1. A strain of Delftobacterium tsurugi ( Delftia tsuruhatensis WC2, characterized in that: It was deposited at the Guangdong Provincial Center for Microbial Culture Collection on December 12, 2022, with accession number GDMCC NO: 62522.

2. The application of Delftobacterium tsurugi WC2 as described in claim 1 in deodorization.

3. The application of Delftobacterium tsurugi WC2 as described in claim 1 in desulfurization and / or denitrification.

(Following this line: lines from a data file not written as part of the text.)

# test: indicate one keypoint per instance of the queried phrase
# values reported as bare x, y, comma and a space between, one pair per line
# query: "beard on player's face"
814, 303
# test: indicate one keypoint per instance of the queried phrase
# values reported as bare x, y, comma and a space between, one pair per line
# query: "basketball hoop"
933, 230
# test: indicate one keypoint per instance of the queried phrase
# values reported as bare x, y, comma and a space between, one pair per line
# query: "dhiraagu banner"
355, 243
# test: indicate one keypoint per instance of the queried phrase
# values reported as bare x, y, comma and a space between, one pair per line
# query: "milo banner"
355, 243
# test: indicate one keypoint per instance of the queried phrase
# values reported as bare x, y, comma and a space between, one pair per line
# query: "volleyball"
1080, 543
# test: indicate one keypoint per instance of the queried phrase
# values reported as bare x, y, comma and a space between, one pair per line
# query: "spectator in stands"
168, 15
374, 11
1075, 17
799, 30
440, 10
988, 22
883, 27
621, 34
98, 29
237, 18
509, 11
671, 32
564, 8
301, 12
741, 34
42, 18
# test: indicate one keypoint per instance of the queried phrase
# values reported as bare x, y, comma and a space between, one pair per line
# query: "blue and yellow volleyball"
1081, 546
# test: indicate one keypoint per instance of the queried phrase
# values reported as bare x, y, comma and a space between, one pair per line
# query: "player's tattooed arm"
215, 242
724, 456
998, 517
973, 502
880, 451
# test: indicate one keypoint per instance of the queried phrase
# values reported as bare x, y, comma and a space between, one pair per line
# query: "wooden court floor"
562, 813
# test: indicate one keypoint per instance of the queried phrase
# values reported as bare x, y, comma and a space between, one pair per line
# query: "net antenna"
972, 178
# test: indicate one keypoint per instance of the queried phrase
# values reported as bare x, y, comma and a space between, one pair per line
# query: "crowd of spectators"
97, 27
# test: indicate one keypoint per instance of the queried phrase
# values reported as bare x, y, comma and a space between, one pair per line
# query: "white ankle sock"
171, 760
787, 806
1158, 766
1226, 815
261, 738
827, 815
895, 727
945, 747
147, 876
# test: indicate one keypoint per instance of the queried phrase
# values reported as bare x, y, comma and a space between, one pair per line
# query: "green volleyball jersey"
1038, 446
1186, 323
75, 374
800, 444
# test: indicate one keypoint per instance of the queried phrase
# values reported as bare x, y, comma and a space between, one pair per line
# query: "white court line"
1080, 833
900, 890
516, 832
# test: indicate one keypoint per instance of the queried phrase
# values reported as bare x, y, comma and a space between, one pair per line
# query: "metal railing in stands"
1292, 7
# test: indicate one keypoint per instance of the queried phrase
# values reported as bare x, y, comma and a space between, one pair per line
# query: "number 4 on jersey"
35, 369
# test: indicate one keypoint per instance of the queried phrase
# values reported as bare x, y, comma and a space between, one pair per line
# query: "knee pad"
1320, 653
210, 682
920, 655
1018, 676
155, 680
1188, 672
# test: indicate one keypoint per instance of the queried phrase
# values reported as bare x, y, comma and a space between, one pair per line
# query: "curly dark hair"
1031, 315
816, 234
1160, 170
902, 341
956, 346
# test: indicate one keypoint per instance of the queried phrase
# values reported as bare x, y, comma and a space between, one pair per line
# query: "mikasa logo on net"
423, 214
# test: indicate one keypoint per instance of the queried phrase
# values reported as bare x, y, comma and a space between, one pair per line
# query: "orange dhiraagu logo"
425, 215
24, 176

4. An inoculum containing the Delftobacterium tsurugi WC2 as described in claim 1.

5. The microbial agent according to claim 4, characterized in that: The bacterial agent also includes denitrifying paracocci.

6. The microbial agent according to claim 4 or 5, characterized in that: The microbial agent also includes plant components, which are components that have deodorizing effects and do not inhibit the growth of microorganisms in the microbial agent.

7. The microbial agent according to claim 6, characterized in that: The plant ingredients are derived from one or more of green tea, ginger, or yucca.

8. The use of the microbial agent according to any one of claims 4 to 7 in deodorization.

9. The use of the microbial agent according to any one of claims 4 to 7 in desulfurization and / or denitrification.

10. The method of applying the microbial agent according to any one of claims 4 to 7 in deodorization, desulfurization, or denitrification, characterized in that: Prepare the microbial agent into a solution and spray it on the object or area to be deodorized, or mix it with the substance to be deodorized.